El primer paso fue conseguir un buen patrocinador, como fue firmar con Iberdrola, que apostó por la Selección Española Femenina. Lógicamente, además del aspecto económico que pudiera reportar a la liga femenina, el apoyo de una compañía así significaría un impulso de la competición y una llamada de atención para otras compañías y marcas.

Otras decisiones tomadas fueron:

TV. Se anunció que la Liga Femenina de fútbol tendrá mayor cuota de mercado en televisión y aseguró que al menos dos partidos de cada jornada del campeonato serán retransmitidos por una televisión de cobertura nacional en abierto. Actualmente se retransmiten dos partidos por jornada en GOL TV.

Ingresos. El presupuesto de la Liga Femenina no contaba con una dotación hasta la fecha, pero el presidente de la LFP destacó que a partir de la próxima temporada contaría con un presupuesto de 4 millones de euros destinados principalmente a la estructuralización del campeonato y a la formación de directivos y técnicos.

Marco arbitral. La estructura de la competición en sí misma tiene un grave problema, uno entre otros muchos. El equipo arbitral que dirige los partidos pertenece al colegio de la región donde se disputa el encuentro. Es decir, un Valencia-Barcelona lo arbitra un colegiado valenciano, mientras un Barcelona-Valencia lo hace uno catalán. La exigencia mínima para la Primera División Femenina debiera ser que, como en el caso de la masculina y divisiones como Segunda o Segunda B, el árbitro provenga de un comité neutral. Lógicamente el fondo es económico, los gastos arbitrales son fijos, pero se reduce notablemente las dietas. Un problema que debiera ser apoyado económicamente por los organismos del fútbol a los clubes ante las dificultades de caja.

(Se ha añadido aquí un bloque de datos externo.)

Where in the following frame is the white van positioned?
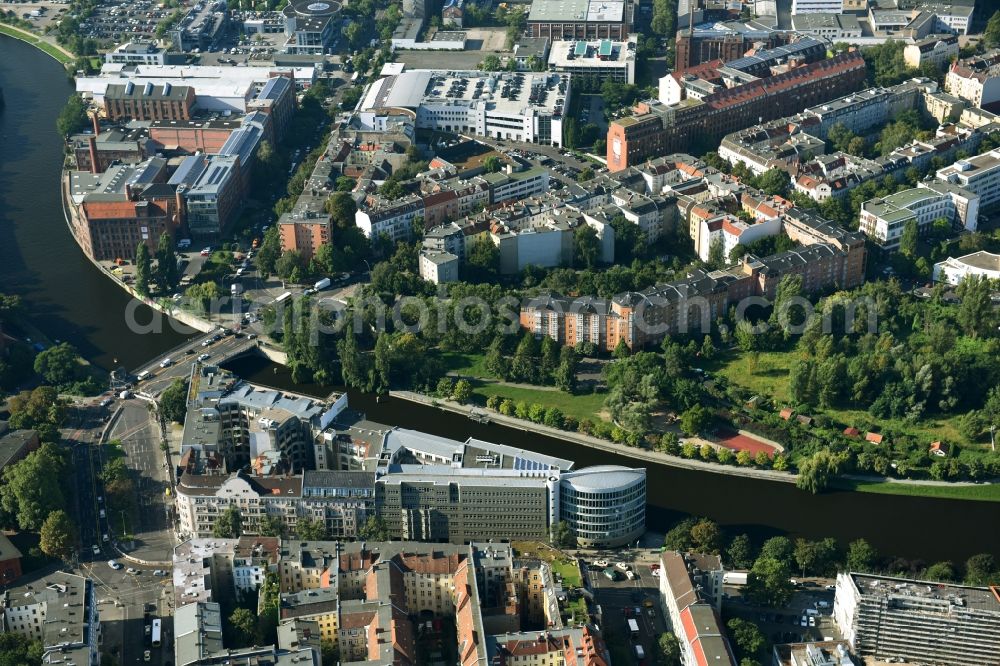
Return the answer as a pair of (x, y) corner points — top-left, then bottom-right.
(136, 370), (151, 382)
(159, 358), (173, 368)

Estadios y campos en buenas condiciones. Hay clubes como el Athletic de Bilbao, el Barcelona, el Atlético de Madrid, el Valencia, la Real Sociedad que disponen de infraestructuras para los partidos de las féminas, pero otros clubes que se ven obligados a jugar en campos artificiales y desgastados que a duras penas tienen aforo, circunstancias que no son favorables para los seguidores ni para las jugadoras. El Levante, por ejemplo, sí se ha trasladado esta temporada a El Palleter de Paiporta, que cuenta con grada cubierta y sitio para la afición, al igual que el Atlético de Madrid, que disputaba sus partidos en césped artificial y esta temporada lo hace en césped natural. Los clubes anteriormente mencionados suelen jugar sus partidos en campos de sus ciudades deportivas y en puntuales casos se citan duelos en recintos como el Miniestadi del Barcelona, el Antonio Puchades del Valencia, o como en el partido del pasado domingo, en el Estadio Vicente Calderón. Javier Tebas ha confirmado que el equipo de trabajo de LaLiga ha estudiado las condiciones de los campos de juego de cada club y que se exigirán unos mínimos.